If your children don’t really care then there is no need for intervention. Seems like the one who is most affected is Jon.

I’m a firm believer in each partner being responsible for taking up issues with their own families. Jon should talk to his mother and tell her she is being hurtful. Maybe enlist the help of another sibling (Jon has a brother, right?) to be a support.

What can you do? Be straight with your children and help them to come to terms with it and let Jon know that you support him.

jonsblond's avatar

Thanks so much everyone. You’ve given me a lot to think about and you’ve been very helpful. Ugh, this isn’t easy, but life never is.

Jeruba's avatar

One of the things I learned unexpectedly in the past few years is just how scary it is to realize you’re at the mercy of someone you’re living with and on whom you’re dependent for your well-being and possibly your survival.

One thing I learned is not to judge someone whose circumstances could be opaque to me. I know that the circumstances I’m referring to were opaque to others because of fear and shame covered up by silence. Being a helpless victim messes with everything in your life.

I was not directly in this situation myself, but near enough that it didn’t take much imagination to realize how quickly I might cave if I felt trapped and powerless in that way.

If your mother-in-law is being limited or intimidated in any way through animosity or other restraint, elder abuse laws could apply.

I’m so sorry for your daughter, who has in a real sense lost her grandmother. But you can’t do anything about the grandmother’s behavior. All you can do is try to keep it from eating away at you and help your daughter if she has trouble coping with it.

ZEPHYRA's avatar

@Jeruba is so right!

Buttonstc's avatar

Since this behavior was not previously exhibited but new since the falling out, it’s clear that either consciously or subconsciously, the grandmother’s behavior is affected by her living situation rather than just general flakiness.

There’s not a lot you can do directly with her but just be alert for damage control if your daughter raises the issue.

Inspired_2write's avatar

Since the Grandmother is living with your sister in law…perhaps the sister is deleting or even blocking the messeges that are meant for the Grandmother?
Something to think on.
Wonder if the Grandmother can get out on her own?

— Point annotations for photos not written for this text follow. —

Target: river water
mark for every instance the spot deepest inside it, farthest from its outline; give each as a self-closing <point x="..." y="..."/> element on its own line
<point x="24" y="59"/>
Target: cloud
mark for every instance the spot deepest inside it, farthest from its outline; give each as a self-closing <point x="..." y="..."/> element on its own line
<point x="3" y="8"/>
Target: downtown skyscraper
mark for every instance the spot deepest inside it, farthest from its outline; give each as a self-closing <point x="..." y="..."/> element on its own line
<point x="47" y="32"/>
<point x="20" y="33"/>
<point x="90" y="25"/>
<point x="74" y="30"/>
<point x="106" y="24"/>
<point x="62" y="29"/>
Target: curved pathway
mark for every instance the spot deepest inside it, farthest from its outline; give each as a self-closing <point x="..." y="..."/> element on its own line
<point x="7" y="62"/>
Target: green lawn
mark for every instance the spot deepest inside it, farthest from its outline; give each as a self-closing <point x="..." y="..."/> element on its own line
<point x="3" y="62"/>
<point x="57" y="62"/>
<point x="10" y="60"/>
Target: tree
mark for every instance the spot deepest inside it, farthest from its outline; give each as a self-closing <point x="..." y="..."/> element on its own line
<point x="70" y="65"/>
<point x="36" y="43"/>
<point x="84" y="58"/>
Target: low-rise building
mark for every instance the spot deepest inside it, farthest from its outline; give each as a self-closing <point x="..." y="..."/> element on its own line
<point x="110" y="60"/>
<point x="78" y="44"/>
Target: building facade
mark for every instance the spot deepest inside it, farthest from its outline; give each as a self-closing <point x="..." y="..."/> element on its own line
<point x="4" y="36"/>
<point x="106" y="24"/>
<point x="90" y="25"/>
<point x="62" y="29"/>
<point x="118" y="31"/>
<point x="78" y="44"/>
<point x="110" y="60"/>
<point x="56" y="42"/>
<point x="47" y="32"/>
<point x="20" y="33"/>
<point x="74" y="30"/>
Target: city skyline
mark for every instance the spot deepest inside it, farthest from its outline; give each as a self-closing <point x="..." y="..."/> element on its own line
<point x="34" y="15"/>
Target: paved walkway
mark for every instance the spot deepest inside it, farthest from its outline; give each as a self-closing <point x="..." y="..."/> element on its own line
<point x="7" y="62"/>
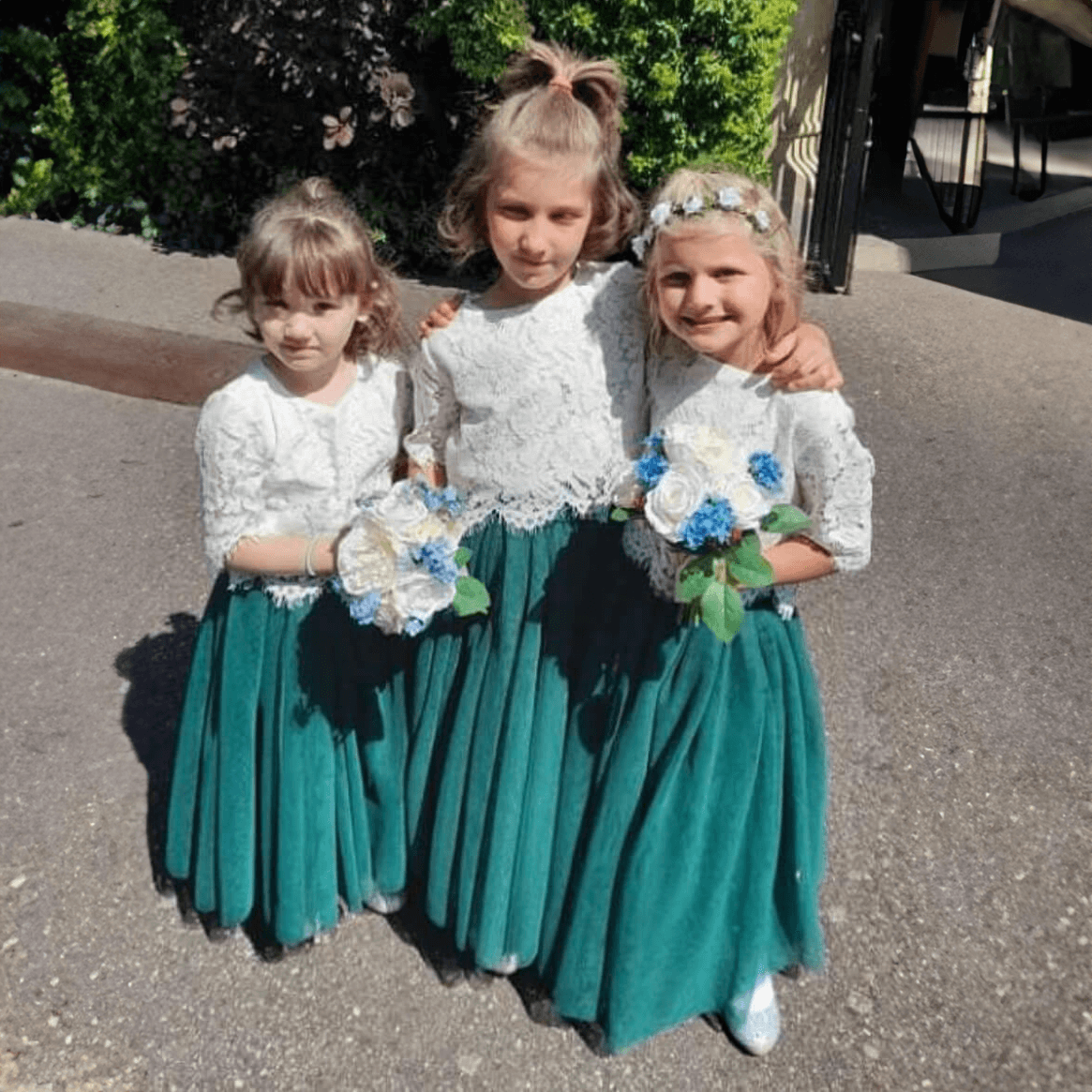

If so why then does she not email or phohe or write..unless told a lie by sister inlaw?
Maybe have a third party intervene..just in case..to befriend the Grandma and find out why?

jca's avatar

Interesting thoughts by @Inspired_2write. Maybe the SIL is controlling contact.

jca's avatar

It’s also possible that Grandma has given the daughter (Jon’s sis) her password for FB (sometimes someone who needs FB help will give their password so someone can adjust something with their settings or something). Maybe Jon’s sister blocked you from Grandma’s feed via privacy settings. In that case, Grandma will never know about your daughter’s accomplishments or anything else that you or your family post because she will never see it. Unless she is savvy with privacy settings and actually looks at her privacy settings and knows what she’s looking at, she’ll never know your stuff is blocked.

I think an real, live in person visit is in order. Even to just go up there and take her out. Just because she’s in the clutches of Jon’s sister doesn’t mean that Jon’s sister should or can control her and control access to her.